- Written by: Jeffrey Roda
- Directed by: Vanessa Parise
- Starring: Dan Castellaneta Samantha Munro Abbie Cobb Max Lloyd-Jones Jesy McKinney Ross Linton Michele Goyns Adam Korson David Lennon Matty Finochio Jeremy Guilbaut
- Theme music composer: Rich Walters
- Countries of origin: United States Canada
- Original language: English

Production
- Producer: Peter M. Green
- Editor: Allan Lee
- Running time: 86 minutes
- Production companies: Front Street Pictures Lifetime Television

Original release
- Network: Lifetime
- Release: October 3, 2015

= The Unauthorized Beverly Hills, 90210 Story =

2015 television film

The Unauthorized Beverly Hills, 90210 Story is a 2015 made-for-television movie based on the 1990s television drama Beverly Hills, 90210, directed by Vanessa Parise and produced by Peter M. Green. It was written by Jeffrey Roda.
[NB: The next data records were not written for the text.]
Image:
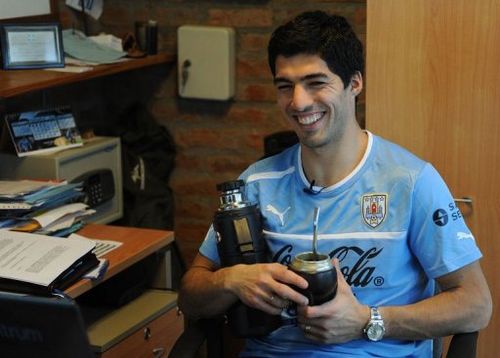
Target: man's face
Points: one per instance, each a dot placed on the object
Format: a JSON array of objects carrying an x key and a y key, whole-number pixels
[{"x": 313, "y": 99}]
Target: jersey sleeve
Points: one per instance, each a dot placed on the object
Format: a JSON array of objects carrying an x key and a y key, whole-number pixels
[{"x": 438, "y": 234}]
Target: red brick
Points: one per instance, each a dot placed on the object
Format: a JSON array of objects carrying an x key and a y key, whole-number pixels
[
  {"x": 257, "y": 92},
  {"x": 253, "y": 42},
  {"x": 255, "y": 17},
  {"x": 251, "y": 68}
]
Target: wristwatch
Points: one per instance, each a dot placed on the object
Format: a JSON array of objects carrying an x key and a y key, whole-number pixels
[{"x": 375, "y": 329}]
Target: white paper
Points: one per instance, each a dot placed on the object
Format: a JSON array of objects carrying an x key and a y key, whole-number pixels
[
  {"x": 15, "y": 188},
  {"x": 38, "y": 259},
  {"x": 52, "y": 215},
  {"x": 102, "y": 247},
  {"x": 92, "y": 7}
]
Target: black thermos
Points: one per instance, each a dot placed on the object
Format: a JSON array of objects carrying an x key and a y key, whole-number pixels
[{"x": 238, "y": 227}]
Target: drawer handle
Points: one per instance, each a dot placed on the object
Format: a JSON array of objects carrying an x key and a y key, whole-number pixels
[
  {"x": 147, "y": 333},
  {"x": 158, "y": 352}
]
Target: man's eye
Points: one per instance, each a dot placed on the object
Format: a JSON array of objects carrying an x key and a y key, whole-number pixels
[
  {"x": 317, "y": 84},
  {"x": 283, "y": 87}
]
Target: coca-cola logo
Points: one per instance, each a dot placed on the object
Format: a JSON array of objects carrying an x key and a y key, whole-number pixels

The film follows the creation of the show through its first four seasons, dealing with the relationships between the actors, between the producers Darren Star and Aaron Spelling and the media and fan attention the show brought.

==Cast==
- Dan Castellaneta as Aaron Spelling
- Samantha Munro as Shannen Doherty
- Abbie Cobb as Jennie Garth
- Max Lloyd-Jones as Jason Priestley
- Jesy McKinney as Luke Perry
- Abby Ross as Tori Spelling
- Ross Linton as Brian Austin Green
- Michele Goyns as Gabrielle Carteris
- Adam Korson as Darren Star
- David Lennon as Ian Ziering
- Matty Finochio as Bill
- Jeremy Guilbaut as Will
- Lini Evans as Candy Spelling
- Alyssa Lynch as Tiffani-Amber Thiessen (Cameo)

==Broadcast==
The film premiered on October 3, 2015, on Lifetime and M3.